Sandra Rudman, wissenschaftliche Mitarbeiterin am Lehrstuhl Kulturtheorie und kulturwissenschaftliche Methoden, forscht zusammen mit den Teilnehmern ihres Seminars zu dem Mural. Murales, das sind überwiegend politische Wandgemälde. Sie sind vergänglich, da oftmals verboten, ihre Künstler werden verfolgt und verbannt. Ein solches Werk hängt in der Universität Konstanz.

„An einem Morgen bin ich aufgestanden und hatte tatsächlich eine E-Mail des Künstlers in meiner Inbox.“

Der Künstler, Boris Eichin, ist Teil der Brigada Salvador Allende, einer politischen Protest-Organisation dessen Teilnehmer nach dem blutigen Militärputsch in Chile 1973 verfolgt wurden. Selbst der Künstler weiß nicht mehr, wer sie damals nach Konstanz holte und die Aktion initiierte.

„Aber was er mir erzählt hat ist, dass das Mural hier zustande gekommen ist während eines Konzertes von Quilapayún, das hier im Audimax stattgefunden hat.“

Die Band gilt als Hauptvertreter des Nueva canción Chilena. Ein anderer Vertreter dieser symbolträchtigen Musikrichtung, Victor Jara, wurde am Tage des Putsches in das Nationalstadion getrieben, gefoltert und ermordet.

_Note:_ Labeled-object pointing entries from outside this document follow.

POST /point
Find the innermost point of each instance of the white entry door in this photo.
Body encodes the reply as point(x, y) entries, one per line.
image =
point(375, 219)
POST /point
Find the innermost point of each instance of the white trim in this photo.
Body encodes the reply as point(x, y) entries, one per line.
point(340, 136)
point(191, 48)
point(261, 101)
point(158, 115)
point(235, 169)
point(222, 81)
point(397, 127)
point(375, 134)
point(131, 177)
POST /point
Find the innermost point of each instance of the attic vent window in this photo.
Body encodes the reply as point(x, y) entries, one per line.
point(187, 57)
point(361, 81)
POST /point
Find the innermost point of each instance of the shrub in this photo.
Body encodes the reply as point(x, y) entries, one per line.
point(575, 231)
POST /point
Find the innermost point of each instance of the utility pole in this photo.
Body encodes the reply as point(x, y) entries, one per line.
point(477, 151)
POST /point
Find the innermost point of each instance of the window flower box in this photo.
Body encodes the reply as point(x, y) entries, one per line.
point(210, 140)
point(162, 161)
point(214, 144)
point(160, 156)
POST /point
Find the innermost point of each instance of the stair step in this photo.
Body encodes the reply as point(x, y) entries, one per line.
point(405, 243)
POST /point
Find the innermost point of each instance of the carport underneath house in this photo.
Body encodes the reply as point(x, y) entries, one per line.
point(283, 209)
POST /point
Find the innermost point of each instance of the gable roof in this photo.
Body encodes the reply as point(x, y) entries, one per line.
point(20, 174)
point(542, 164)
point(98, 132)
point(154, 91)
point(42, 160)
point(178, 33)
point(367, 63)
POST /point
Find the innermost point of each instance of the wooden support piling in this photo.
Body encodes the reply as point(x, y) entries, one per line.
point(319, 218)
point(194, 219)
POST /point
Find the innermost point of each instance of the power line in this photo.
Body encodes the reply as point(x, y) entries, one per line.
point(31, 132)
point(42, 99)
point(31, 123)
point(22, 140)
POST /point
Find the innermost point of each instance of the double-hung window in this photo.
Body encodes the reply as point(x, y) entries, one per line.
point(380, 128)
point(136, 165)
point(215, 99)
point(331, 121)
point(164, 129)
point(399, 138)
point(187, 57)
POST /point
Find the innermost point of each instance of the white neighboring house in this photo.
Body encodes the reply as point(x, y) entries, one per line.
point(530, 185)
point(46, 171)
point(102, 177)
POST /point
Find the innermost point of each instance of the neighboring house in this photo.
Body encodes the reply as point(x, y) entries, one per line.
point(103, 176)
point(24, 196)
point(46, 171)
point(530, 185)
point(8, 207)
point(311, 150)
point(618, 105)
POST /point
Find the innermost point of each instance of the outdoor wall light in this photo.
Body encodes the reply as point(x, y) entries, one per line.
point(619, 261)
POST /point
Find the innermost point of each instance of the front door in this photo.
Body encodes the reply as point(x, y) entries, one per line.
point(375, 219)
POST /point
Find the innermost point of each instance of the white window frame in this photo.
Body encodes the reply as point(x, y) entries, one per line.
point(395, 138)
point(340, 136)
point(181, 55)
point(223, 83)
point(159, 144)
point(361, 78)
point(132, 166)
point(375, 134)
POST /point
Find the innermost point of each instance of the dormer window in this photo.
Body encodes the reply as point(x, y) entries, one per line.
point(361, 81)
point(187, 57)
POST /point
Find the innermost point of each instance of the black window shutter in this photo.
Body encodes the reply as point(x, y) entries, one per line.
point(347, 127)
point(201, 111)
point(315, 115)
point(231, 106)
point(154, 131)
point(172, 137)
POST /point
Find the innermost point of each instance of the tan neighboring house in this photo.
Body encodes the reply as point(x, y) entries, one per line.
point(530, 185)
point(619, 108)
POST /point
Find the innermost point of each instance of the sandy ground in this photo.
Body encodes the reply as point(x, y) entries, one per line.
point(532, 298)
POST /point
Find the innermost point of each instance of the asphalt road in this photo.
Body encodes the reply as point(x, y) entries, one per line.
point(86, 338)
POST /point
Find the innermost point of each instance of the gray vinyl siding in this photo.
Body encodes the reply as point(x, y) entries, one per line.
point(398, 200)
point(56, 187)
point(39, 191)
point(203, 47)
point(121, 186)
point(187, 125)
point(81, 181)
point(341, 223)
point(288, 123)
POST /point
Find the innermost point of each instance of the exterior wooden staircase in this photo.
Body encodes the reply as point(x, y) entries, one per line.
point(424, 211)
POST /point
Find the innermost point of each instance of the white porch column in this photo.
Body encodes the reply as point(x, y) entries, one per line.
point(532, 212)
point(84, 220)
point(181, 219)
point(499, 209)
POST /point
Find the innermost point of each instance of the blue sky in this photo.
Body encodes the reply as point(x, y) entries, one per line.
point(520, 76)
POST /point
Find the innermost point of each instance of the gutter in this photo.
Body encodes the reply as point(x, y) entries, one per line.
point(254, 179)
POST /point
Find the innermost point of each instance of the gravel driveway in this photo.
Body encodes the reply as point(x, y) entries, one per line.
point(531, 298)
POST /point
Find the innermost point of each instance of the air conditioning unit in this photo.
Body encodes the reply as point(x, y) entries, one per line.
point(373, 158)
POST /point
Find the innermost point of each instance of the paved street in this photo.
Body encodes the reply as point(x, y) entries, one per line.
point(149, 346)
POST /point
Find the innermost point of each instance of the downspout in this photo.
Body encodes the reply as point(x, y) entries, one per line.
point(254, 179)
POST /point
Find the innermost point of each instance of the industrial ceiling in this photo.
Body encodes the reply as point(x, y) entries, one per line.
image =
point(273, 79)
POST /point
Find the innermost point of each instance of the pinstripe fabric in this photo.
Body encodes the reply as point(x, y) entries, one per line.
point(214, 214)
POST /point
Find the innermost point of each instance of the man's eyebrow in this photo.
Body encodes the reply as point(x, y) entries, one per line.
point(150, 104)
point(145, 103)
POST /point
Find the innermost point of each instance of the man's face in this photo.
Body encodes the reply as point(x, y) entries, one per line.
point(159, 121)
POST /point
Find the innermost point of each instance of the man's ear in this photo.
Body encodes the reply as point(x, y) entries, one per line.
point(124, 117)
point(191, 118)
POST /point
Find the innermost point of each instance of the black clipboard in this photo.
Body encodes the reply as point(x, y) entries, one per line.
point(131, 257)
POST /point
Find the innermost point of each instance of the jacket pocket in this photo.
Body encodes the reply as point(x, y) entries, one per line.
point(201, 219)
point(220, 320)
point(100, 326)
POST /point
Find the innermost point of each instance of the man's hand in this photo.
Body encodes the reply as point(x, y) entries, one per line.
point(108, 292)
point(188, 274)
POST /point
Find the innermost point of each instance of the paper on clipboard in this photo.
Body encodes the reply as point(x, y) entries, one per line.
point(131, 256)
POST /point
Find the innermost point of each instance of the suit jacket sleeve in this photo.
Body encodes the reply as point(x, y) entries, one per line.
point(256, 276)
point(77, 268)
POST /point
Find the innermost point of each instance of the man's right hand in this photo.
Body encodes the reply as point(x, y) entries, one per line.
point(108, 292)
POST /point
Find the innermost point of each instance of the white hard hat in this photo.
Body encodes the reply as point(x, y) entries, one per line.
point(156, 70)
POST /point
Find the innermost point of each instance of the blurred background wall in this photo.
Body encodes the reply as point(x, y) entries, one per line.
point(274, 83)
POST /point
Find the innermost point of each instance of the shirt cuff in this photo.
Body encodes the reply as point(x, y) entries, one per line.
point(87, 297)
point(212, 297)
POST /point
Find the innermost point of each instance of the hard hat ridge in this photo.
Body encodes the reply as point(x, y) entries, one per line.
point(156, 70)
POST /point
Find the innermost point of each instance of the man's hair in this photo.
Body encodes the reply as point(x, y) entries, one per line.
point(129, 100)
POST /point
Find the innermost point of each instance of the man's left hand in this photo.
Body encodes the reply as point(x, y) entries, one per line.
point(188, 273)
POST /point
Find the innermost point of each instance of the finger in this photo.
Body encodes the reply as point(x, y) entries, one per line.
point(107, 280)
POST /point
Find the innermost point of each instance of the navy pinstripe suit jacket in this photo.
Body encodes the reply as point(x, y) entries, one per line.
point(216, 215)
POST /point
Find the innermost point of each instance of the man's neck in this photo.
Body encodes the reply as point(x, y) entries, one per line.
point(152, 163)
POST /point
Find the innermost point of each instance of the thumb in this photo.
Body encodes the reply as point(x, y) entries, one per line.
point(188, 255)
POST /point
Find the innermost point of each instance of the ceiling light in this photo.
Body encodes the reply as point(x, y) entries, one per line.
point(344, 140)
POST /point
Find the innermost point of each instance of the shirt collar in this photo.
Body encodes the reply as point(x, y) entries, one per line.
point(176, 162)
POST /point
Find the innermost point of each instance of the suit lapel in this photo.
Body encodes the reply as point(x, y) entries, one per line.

Die Gruppe Quilapayún befand sich währenddessen auf einer Europatournee durch Frankreich und musste bis 1988 im Exil bleiben. Während ihres Konzertes in Konstanz 1977 fertigten einige Mitglieder der Brigada Salvador Allende rund um den Künstler Boris Eichin das Mural auf der Bühne an.

Wiederentdeckung

Sandra Rudman sprang das Bild bei einem ihrer ersten Rundgänge durch die Universität ins Auge. Seitdem hat sich viel getan: Mittlerweile steht eine Absperrung vor dem Mural.

"Der Rektor war begeistert von der Idee [einer Restauration des Gemäldes]. Er hat mich zum Gespräch eingeladen – sich erst einmal selbst das Gemälde angeschaut, weil er gar nicht wusste wovon wir reden. Er hat es dann ermöglicht, dass die Restauration von dem Künstler selbst durchgeführt wird.“

In der Woche des 17. Juli gastieren die Künstler des Murals in Konstanz. Zusammen mit einer Chilenischen Band wird am 21. Juli feierlich die Einweihung des restaurierten Werkes gefeiert.

Trotz einer eigenen Website zu ‚Kunst am Bau’ der Uni mit interaktivem Rundgang und Erläuterungen zu den skurrilsten Werken konnte ein riesiges, geschichtsträchtiges Bild an einer der prägnantesten Stellen fast in Vergessenheit geraten. Eine nahezu unglaubliche Geschichte.